No mês da Consciência Negra, os dois projetos estabeleceram uma parceria para a sensibilização de professores da coordenação regional de ensino de Taguatinga sobre a árvore e para o plantio e preservação nas escolas, como forma de valorizar referências afrodescendentes.
Idealizador do Baobá Brasil, o professor André Lúcio Bento, que é especialista e pesquisador da cultura afro-brasileira e africana e doutor em linguística, conta que passou a catalogar os baobás do DF para reforçar as origens e a história dessas plantas para os povos africanos. "Na questão do combate antirracismo, eu tento frisar que o baobás são um símbolo de resistência. Admirar essas árvores é uma experiência que permite um outro olhar sobre culturas que foram marginalizadas na história", explica o educador.
Educação transformadora
Para Janaína Almeida, coordenadora do projeto Cidade Cor, o principal objetivo da ação é fazer com que a educação antirracista aconteça todos os dias, não só no ambiente escolar, mas em todos os espaços de convivência, onde houver a necessidade de ter posturas mais igualitárias. "A gente traz uma outra ótica e perspectiva para os estudantes que não é a que comumente é trabalhada nas datas comemorativas como da Consciência Negra que costuma-se usar figuras tradicionais como Pelé e fazer feijoada", destaca a idealizadora.

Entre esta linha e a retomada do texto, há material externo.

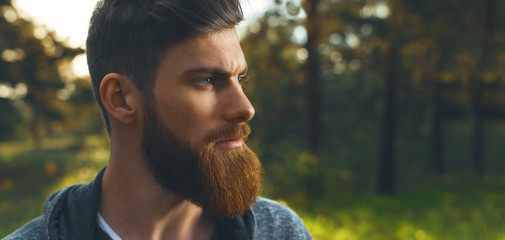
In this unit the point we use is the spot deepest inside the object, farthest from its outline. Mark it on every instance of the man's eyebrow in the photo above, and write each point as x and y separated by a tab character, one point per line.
214	71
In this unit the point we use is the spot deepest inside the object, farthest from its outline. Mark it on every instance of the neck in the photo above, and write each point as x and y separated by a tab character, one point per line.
136	206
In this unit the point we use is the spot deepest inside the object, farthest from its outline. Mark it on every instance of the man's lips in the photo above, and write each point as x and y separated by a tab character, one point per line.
230	143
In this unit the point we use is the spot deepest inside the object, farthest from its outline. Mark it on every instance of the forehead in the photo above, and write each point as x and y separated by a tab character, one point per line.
216	50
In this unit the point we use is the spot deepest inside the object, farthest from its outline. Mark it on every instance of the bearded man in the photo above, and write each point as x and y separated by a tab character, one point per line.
168	76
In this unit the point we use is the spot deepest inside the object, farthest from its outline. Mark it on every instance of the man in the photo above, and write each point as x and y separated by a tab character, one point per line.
168	75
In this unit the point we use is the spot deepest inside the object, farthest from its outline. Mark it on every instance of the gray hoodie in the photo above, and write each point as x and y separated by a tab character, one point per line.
71	213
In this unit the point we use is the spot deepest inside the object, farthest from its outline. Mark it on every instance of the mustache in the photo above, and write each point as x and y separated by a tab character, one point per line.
241	131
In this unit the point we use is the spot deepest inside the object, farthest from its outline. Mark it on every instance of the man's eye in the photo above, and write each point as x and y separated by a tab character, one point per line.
205	81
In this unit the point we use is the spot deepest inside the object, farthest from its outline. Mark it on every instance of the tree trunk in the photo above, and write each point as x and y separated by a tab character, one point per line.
437	147
477	90
386	168
313	78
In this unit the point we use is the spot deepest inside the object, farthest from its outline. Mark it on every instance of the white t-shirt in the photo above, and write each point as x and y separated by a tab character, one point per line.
106	228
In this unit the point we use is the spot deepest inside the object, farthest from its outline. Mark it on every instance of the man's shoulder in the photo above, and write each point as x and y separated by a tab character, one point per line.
33	230
277	221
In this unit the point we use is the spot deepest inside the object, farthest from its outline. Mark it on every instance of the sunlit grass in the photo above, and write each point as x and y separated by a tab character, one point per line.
441	209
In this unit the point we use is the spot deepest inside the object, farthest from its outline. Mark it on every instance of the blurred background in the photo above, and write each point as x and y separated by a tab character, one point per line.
374	119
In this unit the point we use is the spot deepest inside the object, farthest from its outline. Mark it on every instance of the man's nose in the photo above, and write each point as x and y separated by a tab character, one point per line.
238	108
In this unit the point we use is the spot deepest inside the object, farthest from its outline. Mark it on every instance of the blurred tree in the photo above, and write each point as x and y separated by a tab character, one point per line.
34	70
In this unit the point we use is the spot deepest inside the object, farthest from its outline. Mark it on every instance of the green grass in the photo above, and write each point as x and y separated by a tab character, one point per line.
442	209
429	212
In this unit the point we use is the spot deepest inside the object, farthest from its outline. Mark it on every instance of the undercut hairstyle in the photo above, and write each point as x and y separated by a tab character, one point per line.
129	37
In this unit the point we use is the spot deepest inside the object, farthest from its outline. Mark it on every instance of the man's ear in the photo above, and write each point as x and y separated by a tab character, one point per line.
119	97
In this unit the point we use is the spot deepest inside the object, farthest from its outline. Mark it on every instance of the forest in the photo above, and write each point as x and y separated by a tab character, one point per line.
375	119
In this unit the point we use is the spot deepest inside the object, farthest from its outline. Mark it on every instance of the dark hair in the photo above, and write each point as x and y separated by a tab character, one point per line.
130	36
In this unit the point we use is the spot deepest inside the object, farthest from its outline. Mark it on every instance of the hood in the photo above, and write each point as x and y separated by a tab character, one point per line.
70	213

Ainda pouco conhecido, Janaína afirma que o baobá tem sido um objeto de estudo importante com os múltiplos significados que essa árvore tem e todo o simbolismo que foi para os povos escravizados, pois traziam as sementes escondidas nos navios negreiros."Fortalecendo a questão da negritude e da ascestralidade, nós vamos com certeza potencializar nossa luta contra o racismo e a educação antirracista tem essa perspectiva de trazer elementos para que cada ser desenvolva as competências e habilidades necessárias para identificar o racismo, combatê-lo e não praticá-lo", ressalta a coordenadora.
Participando do encontro, a orientadora educacional no Centro de Ensino Médio 3, em Taguatinga Sul, Maristela do Prado afirma que esse tipo de ação é valiosa para que os estudantes tenham uma proximidade com a cultura e a história. "Eu acho fundamental ensinar a lidar com a natureza e ter o contato dos alunos para saberem da existência dos baobás. Isso estimula o gosto pela história. Essa árvore tem um significado muito importante que precisa ter esse conhecimento para valorizar a cor da pele, a cultura e o antirracismo na nossa sociedade", ressalta a educadora.
Além da orientadora, o professor de história e coordenador pedagógico Emanuel Marques do Centro de Ensino Médio Asa Branca (Cemab), em Taguatinga Sul, foi ao encontro e se surpreendeu ao conhecer mais dessas árvores milenares e poder levar essa cultura para os estudantes. "A importância é a gente manter a história dessa árvore sendo responsável pela tradição e por respeito às matrizes africanas no Brasil. O baobá tem uma história bonita na África e o Brasil tem uma parte da África", destaca Emanuel. "É importante para que o aluno observe a simbologia da árvore para a cultura desse povo e a questão racial envolvida", conclui.
Até o momento, mais de 60 árvores já foram localizadas no DF. Os três baobás mais antigos de Brasília foram plantados entre 1996 e 1998 e estão próximos à Embrapa, na Asa Norte. Muitos deles estão em área privada e o maior do DF está localizado no Park Way. André conta que o dono do lote ganhou uma semente de um amigo há 20 anos e plantou no terreno de casa. No Jardim Botânico, as espécies foram plantadas há oito anos e seguem crescendo. Após concluir o mapeamento, o professor planeja solicitar para o Governo do Distrito Federal o tombamento dos baobás como patrimônio.
História
Na África, a sombra dos baobás era onde os mestres transmitiam os ensinamentos e tradição para as novas gerações. Alguns povos consideravam a espécie como árvore da vida. Para outros, ela era considerada verdadeira divindade que trazia memória, enraizamento, perseverança e longevidade, pois demoram cerca de 800 anos para atingir a idade adulta e podem viver até quatro mil anos.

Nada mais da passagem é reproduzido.